Yahudi Hazar'ların bölgesinden, Müslümanlaşmaya başlayan Maveraünnehr bölgesindeki Türkmenlerin bölgesine inince, Hazar Hanının komutanı Dokak Bey'in inançlı Yahudi oğlu Selçuk Bey de kerhen Müslümanlığı (ölüm döşeğinde) kabul etmiştir ve bu tutum istisna değil kuraldır...
Moğolların büyük Hanı Çingis Han'ın torunu, Ögeday'ın (Oktay'ın) oğlu Kubilay Han, Çin'i fethedip Yüan Hanedanlığını kurduğunda, Moğol İmparatorluğunun da (baş) Kağanı olarak kerhen Budizmi kabul etmişti. İran'ın Anadolu'nun da hakimi Kardeşi Hülegü'nün Müslüman olması gibi...

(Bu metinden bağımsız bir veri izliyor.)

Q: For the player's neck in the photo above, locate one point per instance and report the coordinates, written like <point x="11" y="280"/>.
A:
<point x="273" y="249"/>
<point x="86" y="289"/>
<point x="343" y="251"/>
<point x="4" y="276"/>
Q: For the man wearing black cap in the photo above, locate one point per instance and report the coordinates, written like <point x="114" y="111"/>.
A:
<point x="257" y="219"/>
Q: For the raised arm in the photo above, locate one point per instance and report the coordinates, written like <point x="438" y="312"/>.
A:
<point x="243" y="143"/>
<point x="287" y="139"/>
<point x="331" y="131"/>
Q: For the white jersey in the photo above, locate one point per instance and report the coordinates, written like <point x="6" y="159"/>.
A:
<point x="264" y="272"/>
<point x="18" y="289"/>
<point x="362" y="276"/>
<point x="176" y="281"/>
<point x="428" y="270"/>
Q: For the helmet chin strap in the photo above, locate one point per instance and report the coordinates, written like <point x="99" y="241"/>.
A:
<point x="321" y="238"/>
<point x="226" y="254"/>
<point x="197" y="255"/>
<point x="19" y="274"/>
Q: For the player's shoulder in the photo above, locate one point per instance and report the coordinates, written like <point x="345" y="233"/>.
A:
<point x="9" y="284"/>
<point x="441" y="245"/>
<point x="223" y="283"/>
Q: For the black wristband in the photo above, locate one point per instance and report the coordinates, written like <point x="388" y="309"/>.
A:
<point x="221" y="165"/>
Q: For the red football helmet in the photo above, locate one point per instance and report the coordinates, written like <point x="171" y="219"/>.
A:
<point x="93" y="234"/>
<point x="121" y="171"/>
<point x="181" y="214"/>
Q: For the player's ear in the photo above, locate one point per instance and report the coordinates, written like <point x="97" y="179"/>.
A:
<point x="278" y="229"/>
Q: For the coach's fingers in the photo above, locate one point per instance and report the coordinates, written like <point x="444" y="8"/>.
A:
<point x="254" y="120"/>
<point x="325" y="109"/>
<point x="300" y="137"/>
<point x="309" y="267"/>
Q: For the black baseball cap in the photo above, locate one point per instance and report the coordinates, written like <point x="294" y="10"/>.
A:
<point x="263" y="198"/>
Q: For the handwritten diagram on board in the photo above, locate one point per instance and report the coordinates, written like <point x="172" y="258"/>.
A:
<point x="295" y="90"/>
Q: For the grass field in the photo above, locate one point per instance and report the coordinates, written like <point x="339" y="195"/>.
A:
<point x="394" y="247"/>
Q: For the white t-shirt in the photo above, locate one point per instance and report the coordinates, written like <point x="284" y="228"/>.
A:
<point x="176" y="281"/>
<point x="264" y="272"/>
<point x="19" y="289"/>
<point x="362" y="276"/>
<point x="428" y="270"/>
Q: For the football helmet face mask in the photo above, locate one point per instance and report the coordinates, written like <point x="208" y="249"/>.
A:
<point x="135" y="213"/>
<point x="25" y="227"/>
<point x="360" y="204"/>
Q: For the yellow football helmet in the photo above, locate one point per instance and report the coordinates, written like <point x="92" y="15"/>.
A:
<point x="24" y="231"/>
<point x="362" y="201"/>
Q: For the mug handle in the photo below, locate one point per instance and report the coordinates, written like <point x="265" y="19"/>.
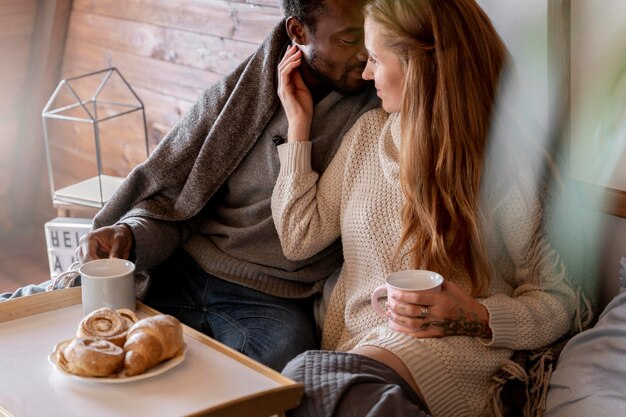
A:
<point x="376" y="304"/>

Kubilay ve Hülegü'nün diğer kardeşi Batu Han, "Altınordu"nun Hanı olarak Ortodoks Hristiyanlık ile Budistlik arasında gidip geliyordu, tıpkı Hülegü gibi. Hepsinin aslı -adına yanlış bir şekilde "şaman" denen- Tengricilik/Kamlık gibi kadim Asya stepleri/tundrası dinindendi...
Moğolları örnek vermemin nedeni, Çingis Han'ın ordusunun önemli bir kısmını bugün "Türk" diye adlandırılan -ve bu dili konuşan- insanların oluşturmasıdır ve bu insanların son birkaç yüzyılda -bugünkü anlamda- Müslüman olması, genel karakterlerinin tamamen değiştiğini göstermez...
Burada Müslümanlık, esasen bir "Kültür Müslümanlığı"dır ve bunun son kanıtı da, son altmış yıldır peyderpey kabul ettiği "İslamcı İslamı"nı -ekonomik nedenlerle falan da olsa- altı ay içinde fark yaratabilecek ölçülerde terkedebilmesidir...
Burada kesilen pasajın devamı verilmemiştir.